ANTIBODIES TO THE C3d FRAGMENT OF COMPLEMENT COMPONENT 3
Abstract
The present invention relates to methods and materials for modulating the complement alternative pathway (CAP), the complement classical pathway (CCP), the complement lectin/mannose pathway (CMP), or combinations thereof, as well as methods and materials for targeting prophylactic or therapeutic agents to localized areas of tissue within the body where they may more directly exert their effects upon the intended target cells or tissue, with reduced, associated systemic effects compared with administration of the same or similar agents in an untargeted, systemic manner. The methods and materials of the present invention may therefore allow for increased efficacy, lower threshold effective dosages and/or lower effective maintenance doses, and/or reduced associated undesired or adverse effects in terms of frequency or severity of occurrence, or both. The present invention also relates to methods and materials for modulating a host humoral immune response, especially reducing, inhibiting, or preventing a host humoral immune response.
Claims
exact text as granted — not AI-modifiedWhat we claim is:
1 . An antibody or an antigen-binding fragment thereof comprising
light chain complementarity determining regions (CDR) 1, 2 and 3, wherein light chain CDR 1 is SEQ ID NO:14 or SEQ ID NO:24, light chain CDR 2 is SEQ ID NO:15 or SEQ ID NO:25 and light chain CDR 3 is SEQ ID NO:16 or 26; or heavy chain complementarity determining regions (CDR) 1, 2 and 3, wherein heavy chain CDR 1 is SEQ ID NO:17 or SEQ ID NO:27, heavy chain CDR 2 is SEQ ID NO:18 or SEQ ID NO:28 and heavy chain CDR 3 is SEQ ID NO:19 or 29.
2 . The antibody of claim 1 or an antigen-binding fragment thereof comprising
light chain complementarity determining regions (CDR) 1, 2 and 3, wherein light chain CDR 1 is SEQ ID NO:14 or SEQ ID NO:24, light chain CDR 2 is SEQ ID NO:15 or SEQ ID NO:25 and light chain CDR 3 is SEQ ID NO:16 or 26; and
heavy chain complementarity determining regions (CDR) 1, 2 and 3, wherein heavy chain CDR 1 is SEQ ID NO:17 or SEQ ID NO:27, heavy chain CDR 2 is SEQ ID NO:18 or SEQ ID NO:28 and heavy chain CDR 3 is SEQ ID NO:19 or 29.

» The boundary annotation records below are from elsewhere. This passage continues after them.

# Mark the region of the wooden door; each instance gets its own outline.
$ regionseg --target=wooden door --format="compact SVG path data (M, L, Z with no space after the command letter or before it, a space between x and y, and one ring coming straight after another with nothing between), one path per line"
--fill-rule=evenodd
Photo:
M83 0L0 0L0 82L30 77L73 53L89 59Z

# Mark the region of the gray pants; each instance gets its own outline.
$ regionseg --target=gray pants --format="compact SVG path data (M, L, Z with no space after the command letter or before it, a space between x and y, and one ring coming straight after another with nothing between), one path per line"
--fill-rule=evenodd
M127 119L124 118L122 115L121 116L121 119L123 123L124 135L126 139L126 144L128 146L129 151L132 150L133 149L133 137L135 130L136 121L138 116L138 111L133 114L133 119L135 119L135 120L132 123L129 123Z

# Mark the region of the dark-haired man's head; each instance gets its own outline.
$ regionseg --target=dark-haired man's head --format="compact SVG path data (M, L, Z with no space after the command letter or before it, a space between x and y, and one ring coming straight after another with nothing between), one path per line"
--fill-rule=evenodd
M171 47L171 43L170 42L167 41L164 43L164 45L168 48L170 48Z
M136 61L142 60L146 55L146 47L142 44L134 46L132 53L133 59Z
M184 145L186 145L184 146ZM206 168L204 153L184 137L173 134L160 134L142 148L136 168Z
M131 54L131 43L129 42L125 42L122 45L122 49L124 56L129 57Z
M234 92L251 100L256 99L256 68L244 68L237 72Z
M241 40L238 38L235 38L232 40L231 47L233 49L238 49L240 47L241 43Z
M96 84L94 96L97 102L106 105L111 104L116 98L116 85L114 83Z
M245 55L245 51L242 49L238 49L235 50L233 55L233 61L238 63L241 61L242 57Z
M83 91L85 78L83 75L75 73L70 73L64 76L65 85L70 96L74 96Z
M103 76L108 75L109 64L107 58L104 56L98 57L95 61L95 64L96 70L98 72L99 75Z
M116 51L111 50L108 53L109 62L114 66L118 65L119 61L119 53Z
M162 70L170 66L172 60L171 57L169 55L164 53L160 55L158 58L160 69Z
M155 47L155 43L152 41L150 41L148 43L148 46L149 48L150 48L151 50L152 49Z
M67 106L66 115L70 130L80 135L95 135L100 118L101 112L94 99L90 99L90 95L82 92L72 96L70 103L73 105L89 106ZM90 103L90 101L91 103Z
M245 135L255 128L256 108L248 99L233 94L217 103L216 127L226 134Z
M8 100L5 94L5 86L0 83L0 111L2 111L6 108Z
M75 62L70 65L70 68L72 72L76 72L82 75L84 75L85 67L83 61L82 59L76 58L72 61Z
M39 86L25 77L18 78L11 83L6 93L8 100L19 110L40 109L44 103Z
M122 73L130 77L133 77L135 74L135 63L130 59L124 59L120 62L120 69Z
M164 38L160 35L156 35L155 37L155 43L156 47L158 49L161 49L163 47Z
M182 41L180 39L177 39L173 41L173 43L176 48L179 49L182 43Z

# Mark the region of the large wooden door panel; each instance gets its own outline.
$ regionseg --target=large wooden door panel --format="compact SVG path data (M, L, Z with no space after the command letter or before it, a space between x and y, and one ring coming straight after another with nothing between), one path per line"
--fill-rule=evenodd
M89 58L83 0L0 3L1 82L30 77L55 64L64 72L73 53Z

3 . The antibody of claim 2 or an antigen-binding fragment thereof, wherein light chain CDR 1 is SEQ ID NO:14, light chain CDR 2 is SEQ ID NO:15, light chain CDR 3 is SEQ ID NO:16, heavy chain CDR 1 is SEQ ID NO:17, heavy chain CDR 2 is SEQ ID NO:18, and heavy chain CDR 3 is SEQ ID NO:19.
4 . The antibody of claim 2 or an antigen-binding fragment thereof, wherein light chain CDR 1 is SEQ ID NO:24, light chain CDR 2 is SEQ ID NO:25, light chain CDR 3 is SEQ ID NO:26, heavy chain CDR 1 is SEQ ID NO:27, heavy chain CDR 2 is SEQ ID NO:28, and heavy chain CDR 3 is SEQ ID NO:29.
5 . An antibody or an antigen-binding fragment thereof comprising
a light chain variable region amino acid sequence 90% identical to SEQ ID NO:12 or SEQ ID NO:22; or a heavy chain variable region amino acid sequence 90% identical to SEQ ID NO:13 or SEQ ID NO:23.
6 . The antibody of claim 5 or an antigen-binding fragment thereof comprising
a light chain variable region amino acid sequence 90% identical to SEQ ID NO:12 or SEQ ID NO:22; and
a heavy chain variable region amino acid sequence 90% identical to SEQ ID NO:13 or SEQ ID NO:23.
7 . The antibody of claim 6 or an antigen-binding fragment thereof comprising
a light chain variable region amino acid sequence 90% identical to SEQ ID NO:12; and
a heavy chain variable region amino acid sequence 90% identical to SEQ ID NO:13.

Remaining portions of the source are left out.